Die Enden der Parabel wurde von Kritikern sehr unterschiedlich aufgenommen. Während einige Rezensionen den Roman schon bei seinem Erscheinen als Klassiker titulierten und in eine Reihe mit James Joyces Ulysses oder Herman Melvilles Moby Dick stellten, wurde er von anderen als prätentiös und unlesbar beurteilt. Ein häufiger Kritikpunkt war Pynchons Umgang mit seinen Charakteren, die von manchen Lesern als flach und uninteressant empfunden wurden. Auch eine grundsätzliche Kälte wurde dem Roman vorgeworfen. Besonders eine sadomasochistische Sexszene, in der der deutsche Brigardier Ernest Pudding Kot isst, wurde außerdem häufig das Ziel von Obszönitätsvorwürfen.

Pynchons Fürsprecher hielten dieser Kritik entgegen, dass die spezielle Erzählweise des Romans solche Lesarten zwar provoziere, aber letztlich unzureichend mache. Pynchons Umgang mit seinen Charakteren und der Handlung weiche in einem solchen Maße von literarischen Konventionen ab, dass die Anwendung herkömmlicher Maßstäbe für das Verständnis des Romans in keiner Weise hilfreich sei und ein genaueres Verständnis sich letztlich nur aus der Analyse des Romans selbst ergeben könne.

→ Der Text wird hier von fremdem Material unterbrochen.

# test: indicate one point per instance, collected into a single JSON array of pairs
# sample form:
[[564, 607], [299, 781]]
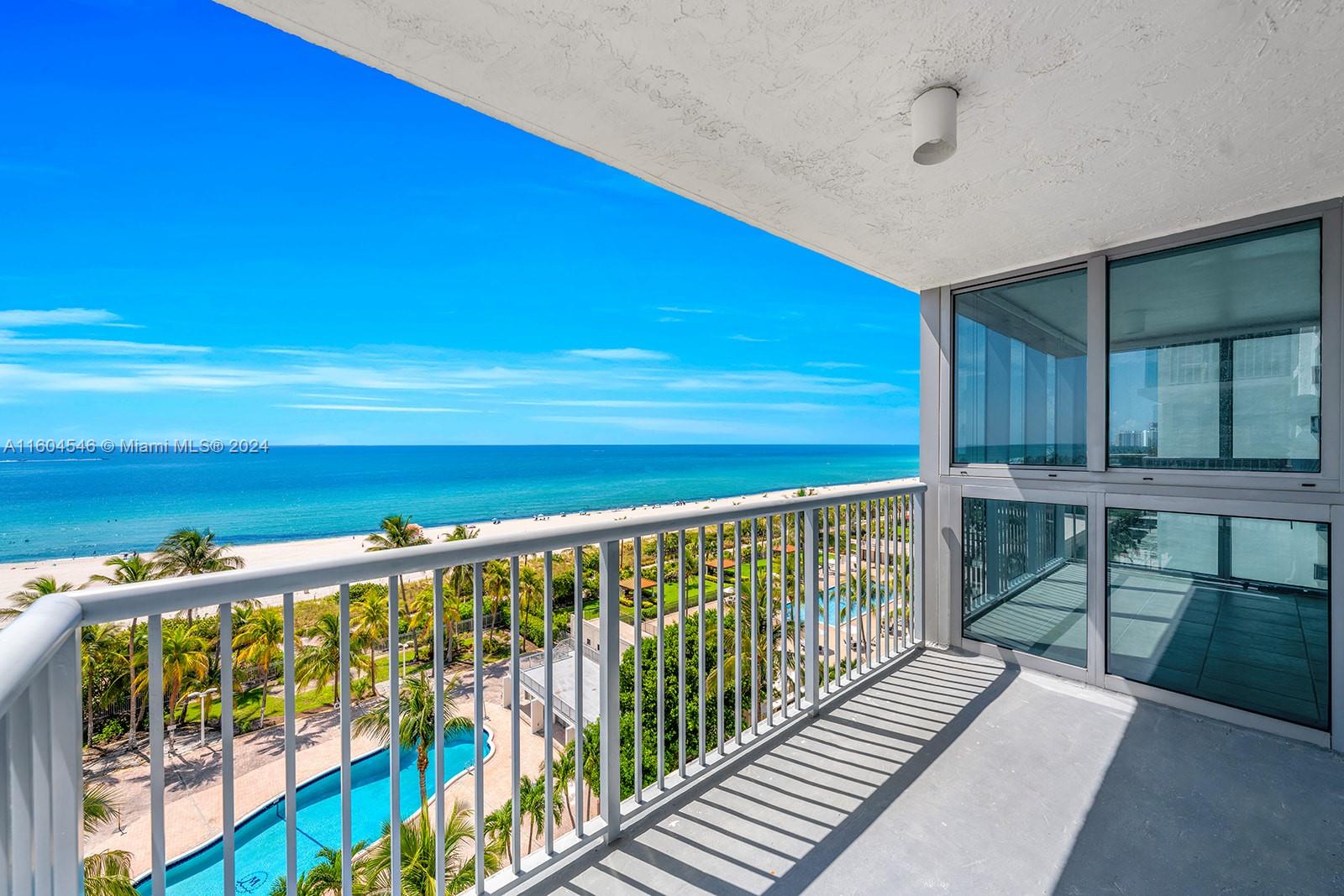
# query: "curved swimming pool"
[[260, 839]]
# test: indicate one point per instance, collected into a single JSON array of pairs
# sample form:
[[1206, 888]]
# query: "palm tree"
[[499, 828], [416, 723], [531, 799], [34, 589], [107, 873], [530, 584], [185, 660], [194, 553], [562, 774], [418, 613], [418, 859], [369, 618], [100, 806], [591, 765], [259, 641], [764, 641], [496, 579], [319, 663], [396, 531], [98, 647], [322, 879], [124, 571]]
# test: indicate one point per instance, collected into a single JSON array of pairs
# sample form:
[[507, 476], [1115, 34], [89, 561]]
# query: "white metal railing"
[[827, 589]]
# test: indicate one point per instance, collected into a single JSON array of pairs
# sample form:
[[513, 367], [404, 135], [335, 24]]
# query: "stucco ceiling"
[[1084, 123]]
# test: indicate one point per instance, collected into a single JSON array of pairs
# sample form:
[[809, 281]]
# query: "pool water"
[[260, 840], [837, 602]]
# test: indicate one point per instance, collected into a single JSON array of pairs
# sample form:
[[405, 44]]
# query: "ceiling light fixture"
[[933, 121]]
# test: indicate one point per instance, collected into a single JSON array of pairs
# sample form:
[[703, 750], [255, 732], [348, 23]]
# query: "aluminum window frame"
[[1099, 363], [952, 342], [1247, 493]]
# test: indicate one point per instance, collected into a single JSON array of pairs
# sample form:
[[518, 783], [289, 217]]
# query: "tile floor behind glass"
[[1261, 649], [1047, 617], [1265, 649]]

Die Enden der Parabel ist seit seinem Erscheinen enorm einflussreich und gilt unabhängig von allen Kontroversen als ein Meilenstein in der Entwicklung des postmodernen Romans.

Die deutsche Übersetzung

Der deutsche Titel Die Enden der Parabel ist mehrdeutig: auf der einen Seite bezeichnet er die beiden Enden der parabelförmigen Flugbahn der Rakete, also Start- und Einschlagspunkt, auf der anderen Seite auch die Enden der Parabel im Sinne von „Erzählung“ oder „Geschichte“. Damit wird ein Bezug zum Begriff des „Abschieds von der Geschichte“ hergestellt. Laut Übersetzer Thomas Piltz wurde dieser Titel gewählt, weil sich der Originaltitel Gravity's Rainbow nicht befriedigend ins Deutsche übertragen ließ.